Identification of Beauvericin metabolites using rat and human liver microsomes and in vivo urinary excretion study in rats for biomonitoring application.

Abstract

Beauvericin (BEA), an emerging mycotoxin, belongs to a class characterized by a cyclic depsipeptide ring structure, commonly produced by fungal species like Fusarium sp. and Beauveria bassiana.
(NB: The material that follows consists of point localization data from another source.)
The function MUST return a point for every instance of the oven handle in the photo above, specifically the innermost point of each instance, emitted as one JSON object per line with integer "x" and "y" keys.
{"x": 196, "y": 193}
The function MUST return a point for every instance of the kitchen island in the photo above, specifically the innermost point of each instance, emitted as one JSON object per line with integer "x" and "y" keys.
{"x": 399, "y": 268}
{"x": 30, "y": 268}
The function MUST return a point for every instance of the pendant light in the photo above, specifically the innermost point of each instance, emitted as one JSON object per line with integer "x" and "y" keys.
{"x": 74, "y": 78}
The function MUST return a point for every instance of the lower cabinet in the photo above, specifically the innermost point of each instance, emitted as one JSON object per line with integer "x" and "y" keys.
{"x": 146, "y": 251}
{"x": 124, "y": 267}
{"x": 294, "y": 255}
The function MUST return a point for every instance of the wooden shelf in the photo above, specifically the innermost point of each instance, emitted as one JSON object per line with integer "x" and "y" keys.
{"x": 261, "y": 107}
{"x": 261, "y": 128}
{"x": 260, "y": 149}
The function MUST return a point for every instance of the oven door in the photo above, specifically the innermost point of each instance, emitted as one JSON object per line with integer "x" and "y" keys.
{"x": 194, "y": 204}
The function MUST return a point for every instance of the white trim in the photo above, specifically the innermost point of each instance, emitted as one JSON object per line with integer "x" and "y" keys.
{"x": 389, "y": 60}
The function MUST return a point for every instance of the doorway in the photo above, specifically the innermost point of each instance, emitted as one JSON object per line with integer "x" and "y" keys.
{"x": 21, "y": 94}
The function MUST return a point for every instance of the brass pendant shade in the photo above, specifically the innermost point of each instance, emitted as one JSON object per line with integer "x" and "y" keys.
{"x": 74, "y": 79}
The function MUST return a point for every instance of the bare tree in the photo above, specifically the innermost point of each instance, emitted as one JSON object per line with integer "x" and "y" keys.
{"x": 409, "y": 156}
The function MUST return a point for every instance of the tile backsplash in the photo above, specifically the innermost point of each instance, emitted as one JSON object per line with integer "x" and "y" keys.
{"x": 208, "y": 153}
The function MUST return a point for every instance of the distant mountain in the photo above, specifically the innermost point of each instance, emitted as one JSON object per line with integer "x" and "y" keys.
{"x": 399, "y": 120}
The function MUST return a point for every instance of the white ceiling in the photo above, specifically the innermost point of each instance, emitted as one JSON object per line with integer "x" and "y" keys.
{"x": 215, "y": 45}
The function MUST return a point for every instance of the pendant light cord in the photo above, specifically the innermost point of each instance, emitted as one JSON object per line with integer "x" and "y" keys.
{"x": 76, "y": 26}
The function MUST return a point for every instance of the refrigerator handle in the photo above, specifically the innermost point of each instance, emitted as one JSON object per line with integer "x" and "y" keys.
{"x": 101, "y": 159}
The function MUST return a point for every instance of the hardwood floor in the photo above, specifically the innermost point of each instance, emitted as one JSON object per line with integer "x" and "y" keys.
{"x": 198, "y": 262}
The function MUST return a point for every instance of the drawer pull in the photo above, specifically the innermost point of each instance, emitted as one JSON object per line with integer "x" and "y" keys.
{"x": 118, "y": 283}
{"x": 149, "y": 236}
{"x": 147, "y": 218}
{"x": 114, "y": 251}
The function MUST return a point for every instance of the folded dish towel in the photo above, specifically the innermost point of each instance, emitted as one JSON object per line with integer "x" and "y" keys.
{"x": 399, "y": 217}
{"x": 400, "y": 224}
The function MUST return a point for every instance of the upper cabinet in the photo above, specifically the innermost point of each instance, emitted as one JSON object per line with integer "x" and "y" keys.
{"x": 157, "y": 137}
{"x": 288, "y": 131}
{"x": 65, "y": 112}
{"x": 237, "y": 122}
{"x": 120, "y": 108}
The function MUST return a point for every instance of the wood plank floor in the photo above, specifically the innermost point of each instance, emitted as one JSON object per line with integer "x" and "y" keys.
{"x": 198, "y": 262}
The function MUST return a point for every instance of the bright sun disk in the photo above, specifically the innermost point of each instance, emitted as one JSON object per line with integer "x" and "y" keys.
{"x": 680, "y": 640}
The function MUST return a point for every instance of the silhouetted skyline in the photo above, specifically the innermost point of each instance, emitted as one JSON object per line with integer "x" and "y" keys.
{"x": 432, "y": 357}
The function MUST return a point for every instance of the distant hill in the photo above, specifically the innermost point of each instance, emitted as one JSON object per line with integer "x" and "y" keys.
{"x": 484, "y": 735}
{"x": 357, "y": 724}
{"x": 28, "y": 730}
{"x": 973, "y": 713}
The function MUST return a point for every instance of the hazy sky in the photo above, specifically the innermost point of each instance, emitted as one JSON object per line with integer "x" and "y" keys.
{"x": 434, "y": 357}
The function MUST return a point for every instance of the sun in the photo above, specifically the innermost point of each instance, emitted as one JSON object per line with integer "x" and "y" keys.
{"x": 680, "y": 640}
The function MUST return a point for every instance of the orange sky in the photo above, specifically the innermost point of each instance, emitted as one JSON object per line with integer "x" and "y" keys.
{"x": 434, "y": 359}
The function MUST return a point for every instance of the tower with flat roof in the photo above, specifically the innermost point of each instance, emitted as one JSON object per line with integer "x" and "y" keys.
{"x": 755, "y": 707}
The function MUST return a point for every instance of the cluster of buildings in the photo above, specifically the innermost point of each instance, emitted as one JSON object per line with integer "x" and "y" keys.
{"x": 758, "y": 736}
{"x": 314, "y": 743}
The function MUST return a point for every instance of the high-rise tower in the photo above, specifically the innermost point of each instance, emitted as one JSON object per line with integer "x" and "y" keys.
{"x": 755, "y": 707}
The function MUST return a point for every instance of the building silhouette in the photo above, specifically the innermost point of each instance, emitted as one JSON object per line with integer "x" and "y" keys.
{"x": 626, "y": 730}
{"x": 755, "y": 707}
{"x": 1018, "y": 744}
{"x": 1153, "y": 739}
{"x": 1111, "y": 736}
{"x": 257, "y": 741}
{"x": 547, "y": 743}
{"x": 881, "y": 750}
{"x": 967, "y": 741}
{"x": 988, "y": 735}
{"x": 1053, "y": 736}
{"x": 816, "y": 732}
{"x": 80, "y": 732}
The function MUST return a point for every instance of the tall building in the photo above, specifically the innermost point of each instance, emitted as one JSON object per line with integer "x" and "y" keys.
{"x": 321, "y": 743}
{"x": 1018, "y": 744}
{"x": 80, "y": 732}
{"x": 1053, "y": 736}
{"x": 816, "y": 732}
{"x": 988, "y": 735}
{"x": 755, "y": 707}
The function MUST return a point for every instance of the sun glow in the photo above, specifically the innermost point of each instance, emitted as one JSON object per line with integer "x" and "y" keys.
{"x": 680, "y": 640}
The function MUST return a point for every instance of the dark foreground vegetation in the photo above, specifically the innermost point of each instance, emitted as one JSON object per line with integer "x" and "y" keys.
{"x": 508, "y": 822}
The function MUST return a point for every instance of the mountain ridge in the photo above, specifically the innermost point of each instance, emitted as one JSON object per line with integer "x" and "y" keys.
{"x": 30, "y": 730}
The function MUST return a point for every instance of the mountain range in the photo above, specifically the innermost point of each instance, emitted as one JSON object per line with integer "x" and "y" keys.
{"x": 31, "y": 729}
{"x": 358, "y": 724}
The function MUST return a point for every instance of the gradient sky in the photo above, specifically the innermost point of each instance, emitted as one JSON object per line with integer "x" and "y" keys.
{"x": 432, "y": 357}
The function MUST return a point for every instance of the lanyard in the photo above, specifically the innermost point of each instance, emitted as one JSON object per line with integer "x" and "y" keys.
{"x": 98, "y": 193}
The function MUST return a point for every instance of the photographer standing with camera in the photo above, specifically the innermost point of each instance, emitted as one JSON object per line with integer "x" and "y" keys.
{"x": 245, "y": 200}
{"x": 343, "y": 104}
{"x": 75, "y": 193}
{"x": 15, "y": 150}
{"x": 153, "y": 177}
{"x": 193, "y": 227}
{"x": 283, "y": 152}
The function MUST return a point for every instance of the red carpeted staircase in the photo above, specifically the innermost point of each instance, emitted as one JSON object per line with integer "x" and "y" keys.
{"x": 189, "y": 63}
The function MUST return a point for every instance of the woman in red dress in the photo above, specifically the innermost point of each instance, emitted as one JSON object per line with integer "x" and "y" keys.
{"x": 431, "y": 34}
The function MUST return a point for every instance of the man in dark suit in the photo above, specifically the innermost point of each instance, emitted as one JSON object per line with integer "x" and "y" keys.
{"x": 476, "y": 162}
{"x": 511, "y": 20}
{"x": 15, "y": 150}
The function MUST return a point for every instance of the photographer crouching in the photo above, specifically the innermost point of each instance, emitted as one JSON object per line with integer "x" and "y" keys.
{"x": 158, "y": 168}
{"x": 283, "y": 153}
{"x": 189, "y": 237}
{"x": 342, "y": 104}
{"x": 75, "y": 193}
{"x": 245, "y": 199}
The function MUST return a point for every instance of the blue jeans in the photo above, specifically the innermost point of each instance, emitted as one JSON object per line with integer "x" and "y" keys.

BEA is known for contaminating cereals and grains (wheat, maize). Humans might be exposed to BEA through contaminated food. Biomonitoring is a valuable method for assessing environmental and occupational exposure to specific chemicals. These studies measure chemical biomarkers to quantify exposure for public health risk assessment. However, identifying specific and sensitive chemical biomarkers for BEA exposure remains challenging. In the presented study, metabolites of BEA were identified through in vitro metabolism studies conducted in the rat (RLM) and human liver microsomes (HLM) using the liquid chromatography-high resolution mass spectrometry (LC-HRMS) technique. Seventeen metabolites were characterized, showcasing products of oxidation, reduction, and deamination reactions. Predominantly, oxidative metabolites resulting from mono‑oxygenation, di‑oxygenation, and tri‑oxygenation were observed. The metabolites in RLM primarily consisted of mono and di‑oxygenated forms, while in HLM, tri‑oxygenated and demethylated products were also found. Furthermore, in vivo excretion study in rat urine samples confirmed the presence of oxygenated metabolites detected in the in vitro samples. Consequently, the study suggests that oxygenated metabolites of BEA could serve as useful biomarkers for conducting future biomonitoring studies.